Shutting out the media buzz and focusing solely on her skiing was French racer Tessa Worley’s ticket to the giant slalom world title on Thursday.
The 23-year-old put in two dominant lead runs to finish with an aggregate time of 2 minutes, 8.06 seconds, a full 1.12 seconds ahead of Slovenian star Tina Maze, whose silver was her third medal of the world championships.
“It seems simple, but when you’re at an event like this one, you have everything that makes you think that you’re at the world championships, that there’s a medal at the end that you can maybe win,” Worley said. “There’s a big crowd, a lot of media. So I just wanted to think about skiing and not about everything that was around ... I just thought about it when I passed the finish line at the end and then I was very, very happy.”
Photo: EPA
Already leading by more than half a second after the first run, Worley kept her cool to blaze through her second outing on the Planai course in sunny, cold conditions.
Worley, who was born to a French mother and Australian father, and took home France’s fourth medal of these championships, also credited the course for giving her a good feeling during both runs.
“These are the conditions I like,” she said. “I love very hard and icy, but it was still not too extreme, so we could ski well enough to have a good sensation and go fast. Sometimes you have a race and have bad feelings. Today, it was pretty nice to ski on it. The slope was great.”
Topping the medals table with two golds, one silver and one bronze, France have had an extraordinary championships and Worley expressed her hope that her team’s success would further raise the sport’s profile at home.
“A lot of people are starting to follow us and with all the medals, people are watching, and following and supporting us even more. It’s great for us and we just want to keep going,” she said.

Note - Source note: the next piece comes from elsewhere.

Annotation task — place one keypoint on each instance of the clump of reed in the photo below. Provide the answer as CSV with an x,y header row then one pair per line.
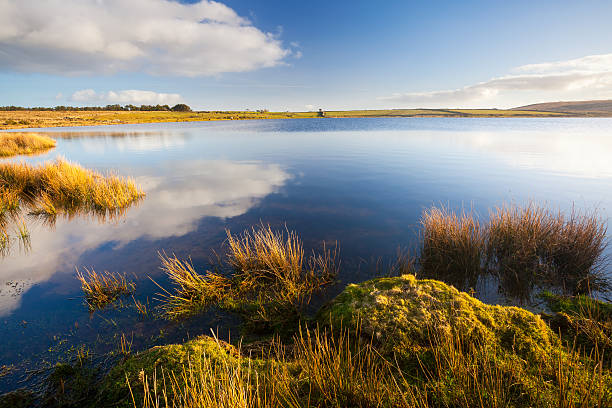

Maze, pocketing her third medal at the championships after super-G gold and super-combined silver, was beaming after securing second place, despite what she considered a bad first run.
“It’s a good day in the end. It was not an easy day,” said the unusually candid Slovenian, who usually makes winning look like a piece of cake. “It’s hard to keep this high level all the time ... every day it’s a new battle.”
Austrian Anna Fenninger, who had struggled last week against high expectations and pressure from the home public and media clamoring for medals, was visibly relieved by her bronze.
“It was a really difficult world championship. I’m just happy for today, it was my last chance for a medal,” said the 23-year-old, who had bagged a gold medal in the super-combined in Garmisch-Partenkirchen, Germany, in 2011 as a relative unknown.